EPC — Edgewell Personal Care Company
NYSE
Q1 2026 Earnings Call Summary
February 9, 2026
Summary of Edgewell Personal Care Company Q1 2026 Earnings Call
1. Key Financial Results and Metrics
- Consolidated Organic Net Sales: Decreased by 30 basis points; continuing operations saw a decline of 50 basis points.
- Adjusted EPS: Reported at a loss of $0.16, compared to a loss of $0.10 in the prior year.
- Adjusted EBITDA: $25 million, down from $30.9 million year-over-year.
- Adjusted Operating Income: $8.1 million (1.9% of net sales), down from $15.9 million (3.8% of net sales) last year.
- Gross Margin: Decreased by 210 basis points, impacted by inflation and tariffs but supported by productivity gains of 240 basis points.
- Net Cash Used by Operating Activities: $125.9 million, compared to $115.6 million last year.
- Dividend: Declared at $0.15 per share, returning approximately $7 million to shareholders.
2. Strategic Updates and Business Highlights
- Divestiture of Feminine Care Business: Closed on February 2, 2026, marking a strategic shift to focus on core categories: Shave, Sun, Skincare, and Grooming.

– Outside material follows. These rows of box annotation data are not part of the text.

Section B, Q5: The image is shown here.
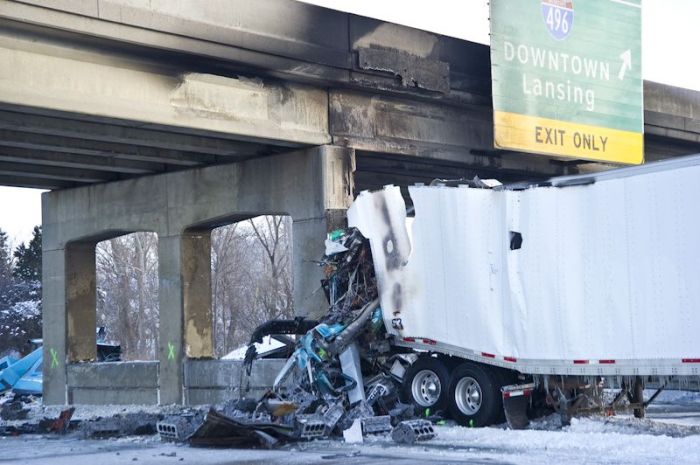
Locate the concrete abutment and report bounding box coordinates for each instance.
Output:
[43,146,354,404]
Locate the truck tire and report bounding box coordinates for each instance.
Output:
[447,362,503,426]
[402,356,450,416]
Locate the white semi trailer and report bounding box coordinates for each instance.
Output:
[348,156,700,426]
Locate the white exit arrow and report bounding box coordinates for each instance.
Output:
[617,50,632,80]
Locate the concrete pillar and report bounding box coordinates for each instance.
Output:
[42,146,354,404]
[42,248,66,405]
[181,231,214,358]
[65,242,97,363]
[292,146,355,318]
[292,215,346,318]
[158,235,183,404]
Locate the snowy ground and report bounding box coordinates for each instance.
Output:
[0,392,700,465]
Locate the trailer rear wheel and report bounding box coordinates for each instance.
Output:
[403,357,450,413]
[448,362,503,426]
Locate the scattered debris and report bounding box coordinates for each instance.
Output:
[175,228,440,448]
[0,398,29,421]
[0,326,121,396]
[391,420,435,444]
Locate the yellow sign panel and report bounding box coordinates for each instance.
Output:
[494,111,644,164]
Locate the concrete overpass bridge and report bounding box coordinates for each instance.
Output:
[0,0,700,403]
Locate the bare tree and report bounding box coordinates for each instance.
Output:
[96,216,293,360]
[96,233,158,360]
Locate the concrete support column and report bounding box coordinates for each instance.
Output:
[158,231,214,404]
[65,242,97,363]
[41,248,67,405]
[292,212,346,318]
[158,235,183,404]
[181,231,214,358]
[292,146,355,318]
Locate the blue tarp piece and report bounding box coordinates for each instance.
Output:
[0,347,44,394]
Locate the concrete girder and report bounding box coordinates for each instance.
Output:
[0,107,280,157]
[0,129,218,168]
[0,160,118,184]
[0,35,330,145]
[0,174,75,190]
[329,91,570,177]
[42,146,355,404]
[0,146,166,174]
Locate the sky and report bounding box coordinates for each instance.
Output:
[0,0,700,243]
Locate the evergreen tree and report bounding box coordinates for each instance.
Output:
[12,226,41,281]
[0,229,12,284]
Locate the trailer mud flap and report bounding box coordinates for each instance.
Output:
[501,383,535,429]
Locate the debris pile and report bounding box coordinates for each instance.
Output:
[170,228,435,448]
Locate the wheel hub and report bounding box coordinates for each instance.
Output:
[411,370,442,407]
[455,376,482,415]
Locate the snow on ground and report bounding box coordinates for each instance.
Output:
[226,336,284,360]
[0,391,700,465]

- Performance in North America: Strong growth in Sun Care (nearly 20%) and Grooming (approximately 7%), offsetting declines in Wet Shave and Skin Care.
- International Markets: Organic net sales decreased by 1.6%, but growth was noted in Oceania and Greater China.

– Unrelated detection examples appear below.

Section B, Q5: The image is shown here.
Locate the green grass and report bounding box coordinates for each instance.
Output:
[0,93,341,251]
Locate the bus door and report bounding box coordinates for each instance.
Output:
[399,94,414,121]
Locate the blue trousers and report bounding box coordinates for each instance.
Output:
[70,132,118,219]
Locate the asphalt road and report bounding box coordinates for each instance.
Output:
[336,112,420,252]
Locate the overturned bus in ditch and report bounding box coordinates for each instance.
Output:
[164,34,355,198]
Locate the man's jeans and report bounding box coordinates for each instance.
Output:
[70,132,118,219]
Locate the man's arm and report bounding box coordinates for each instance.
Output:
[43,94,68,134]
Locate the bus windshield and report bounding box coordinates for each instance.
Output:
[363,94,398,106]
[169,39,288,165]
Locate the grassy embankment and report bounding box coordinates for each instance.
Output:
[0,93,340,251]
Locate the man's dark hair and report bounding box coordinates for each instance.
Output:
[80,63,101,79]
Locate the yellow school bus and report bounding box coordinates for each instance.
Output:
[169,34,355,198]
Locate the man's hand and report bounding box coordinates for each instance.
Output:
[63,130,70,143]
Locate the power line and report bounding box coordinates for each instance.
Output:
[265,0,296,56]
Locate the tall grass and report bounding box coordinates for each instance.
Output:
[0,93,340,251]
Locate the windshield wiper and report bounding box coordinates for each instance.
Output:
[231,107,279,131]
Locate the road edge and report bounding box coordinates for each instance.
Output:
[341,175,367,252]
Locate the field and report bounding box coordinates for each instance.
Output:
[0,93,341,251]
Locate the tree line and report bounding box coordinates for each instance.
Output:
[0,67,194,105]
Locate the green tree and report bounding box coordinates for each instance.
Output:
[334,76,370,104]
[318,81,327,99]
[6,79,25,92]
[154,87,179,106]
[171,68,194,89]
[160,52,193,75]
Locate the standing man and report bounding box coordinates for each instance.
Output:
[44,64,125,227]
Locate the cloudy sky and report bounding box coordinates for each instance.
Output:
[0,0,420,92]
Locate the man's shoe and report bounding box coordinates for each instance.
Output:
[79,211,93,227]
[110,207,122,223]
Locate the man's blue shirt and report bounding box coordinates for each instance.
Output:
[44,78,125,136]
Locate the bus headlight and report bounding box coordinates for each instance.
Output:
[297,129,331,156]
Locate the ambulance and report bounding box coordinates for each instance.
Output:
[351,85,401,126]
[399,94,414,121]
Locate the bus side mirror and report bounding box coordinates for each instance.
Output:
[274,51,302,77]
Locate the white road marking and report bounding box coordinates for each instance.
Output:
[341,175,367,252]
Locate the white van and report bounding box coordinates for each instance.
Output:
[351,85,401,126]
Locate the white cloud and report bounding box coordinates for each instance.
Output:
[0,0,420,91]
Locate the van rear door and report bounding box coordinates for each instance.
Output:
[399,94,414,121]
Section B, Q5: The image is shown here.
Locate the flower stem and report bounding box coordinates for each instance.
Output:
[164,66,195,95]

- Innovation Pipeline: New product launches planned for Q3 and Q4, including Wilkinson Sword and Hawaiian Tropic, with increased marketing investment behind key brands.

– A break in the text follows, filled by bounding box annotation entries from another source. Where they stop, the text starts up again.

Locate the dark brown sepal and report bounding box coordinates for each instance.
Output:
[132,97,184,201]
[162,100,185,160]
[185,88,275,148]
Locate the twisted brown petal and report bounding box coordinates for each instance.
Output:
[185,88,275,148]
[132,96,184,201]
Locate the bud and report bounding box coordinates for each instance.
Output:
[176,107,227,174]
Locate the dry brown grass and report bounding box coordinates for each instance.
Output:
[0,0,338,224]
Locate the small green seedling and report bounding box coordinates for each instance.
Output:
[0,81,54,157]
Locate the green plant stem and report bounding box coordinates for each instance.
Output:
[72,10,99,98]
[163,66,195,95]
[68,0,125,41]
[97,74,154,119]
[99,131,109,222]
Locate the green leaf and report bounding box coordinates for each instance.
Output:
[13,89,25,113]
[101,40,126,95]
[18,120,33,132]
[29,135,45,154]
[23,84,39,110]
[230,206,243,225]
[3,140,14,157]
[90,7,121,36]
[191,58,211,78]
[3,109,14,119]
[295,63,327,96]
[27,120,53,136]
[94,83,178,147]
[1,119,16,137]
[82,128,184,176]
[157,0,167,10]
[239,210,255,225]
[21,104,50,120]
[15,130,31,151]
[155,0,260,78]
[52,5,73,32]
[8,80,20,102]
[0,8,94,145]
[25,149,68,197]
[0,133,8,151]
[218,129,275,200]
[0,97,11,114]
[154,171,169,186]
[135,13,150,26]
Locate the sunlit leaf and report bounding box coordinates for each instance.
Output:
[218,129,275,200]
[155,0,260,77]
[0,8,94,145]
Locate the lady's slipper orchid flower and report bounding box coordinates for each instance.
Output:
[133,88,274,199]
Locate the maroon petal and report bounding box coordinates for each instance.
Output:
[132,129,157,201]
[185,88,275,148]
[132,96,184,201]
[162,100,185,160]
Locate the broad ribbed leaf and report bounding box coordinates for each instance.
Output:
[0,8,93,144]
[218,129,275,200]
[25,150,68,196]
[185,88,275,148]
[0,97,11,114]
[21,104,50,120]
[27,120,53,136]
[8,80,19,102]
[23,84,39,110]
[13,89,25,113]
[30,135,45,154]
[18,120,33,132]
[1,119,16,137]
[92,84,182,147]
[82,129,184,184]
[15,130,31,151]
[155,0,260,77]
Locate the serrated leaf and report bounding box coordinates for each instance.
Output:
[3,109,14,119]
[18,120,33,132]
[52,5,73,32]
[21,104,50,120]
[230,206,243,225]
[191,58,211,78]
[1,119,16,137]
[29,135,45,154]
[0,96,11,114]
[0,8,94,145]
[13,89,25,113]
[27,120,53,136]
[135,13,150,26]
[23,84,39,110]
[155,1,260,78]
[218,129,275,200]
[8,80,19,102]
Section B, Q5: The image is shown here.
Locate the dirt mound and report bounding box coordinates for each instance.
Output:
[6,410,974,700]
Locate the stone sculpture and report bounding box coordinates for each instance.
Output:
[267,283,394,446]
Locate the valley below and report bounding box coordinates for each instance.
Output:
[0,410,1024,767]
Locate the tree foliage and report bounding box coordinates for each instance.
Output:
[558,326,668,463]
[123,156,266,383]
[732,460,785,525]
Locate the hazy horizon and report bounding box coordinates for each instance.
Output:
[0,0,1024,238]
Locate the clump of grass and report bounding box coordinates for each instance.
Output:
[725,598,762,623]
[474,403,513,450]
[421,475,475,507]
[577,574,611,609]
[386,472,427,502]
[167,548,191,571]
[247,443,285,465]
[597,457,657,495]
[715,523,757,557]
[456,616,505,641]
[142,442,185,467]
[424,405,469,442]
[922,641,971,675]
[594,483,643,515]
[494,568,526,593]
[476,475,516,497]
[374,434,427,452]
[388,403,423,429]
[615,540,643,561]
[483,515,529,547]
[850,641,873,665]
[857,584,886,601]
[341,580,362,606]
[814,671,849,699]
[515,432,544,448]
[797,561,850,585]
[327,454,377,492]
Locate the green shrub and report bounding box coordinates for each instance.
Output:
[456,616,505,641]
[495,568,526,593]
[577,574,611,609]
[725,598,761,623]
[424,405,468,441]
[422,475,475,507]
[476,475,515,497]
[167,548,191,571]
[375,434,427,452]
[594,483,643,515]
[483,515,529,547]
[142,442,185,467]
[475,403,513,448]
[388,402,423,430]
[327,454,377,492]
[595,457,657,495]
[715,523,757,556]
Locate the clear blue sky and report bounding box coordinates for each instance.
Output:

3. Forward Guidance and Outlook
- Fiscal 2026 Outlook:
- Organic net sales expected to range from a decline of 1% to growth of 2%.
- Anticipated gross margin rate growth of 60 basis points year-over-year.
- Adjusted EPS projected between $1.70 and $2.10, incorporating a $0.44 headwind from the feminine care divestiture.
- Adjusted EBITDA expected to be in the range of $245 million to $265 million, including a $44 million headwind from the divestiture.
- Focus on improving free cash flow, projected between $80 million and $110 million for the year.
4. Bad News, Challenges, or Points of Concern
- Declining Metrics: Organic net sales decreased, particularly in Wet Shave and Skin Care, with market share pressures noted in core categories.
- Promotional Environment: High promotional intensity in Wet Shave, especially in women's categories, contributing to competitive pressures.
- Inflation and Tariffs: Continued impact from inflation and tariffs, with a projected $25 million net impact from tariffs affecting margins.
- Stranded Costs: Ongoing adjustments needed to address stranded costs post-divestiture, which may affect profitability in the near term.
5. Notable Q&A Insights
- Portfolio Construction and M&A: Management emphasized focusing on core categories and using divestiture proceeds for debt reduction rather than pursuing M&A.
- Sales Phasing: Q2 expected to see a decline in organic sales due to shipment timing, with a return to growth anticipated in the second half of the year.
- Feminine Care Impact: The divestiture is expected to have a significant impact on adjusted EPS and EBITDA, but management is confident in a stronger, more focused portfolio moving forward.
- Retail Inventory Levels: No significant issues with retail inventory were reported; unit share is up despite value share being flat, indicating healthy category dynamics.
Overall, Edgewell Personal Care Company reported a solid start to fiscal 2026, with strategic initiatives aimed at enhancing focus and profitability, despite facing challenges in specific categories and external pressures.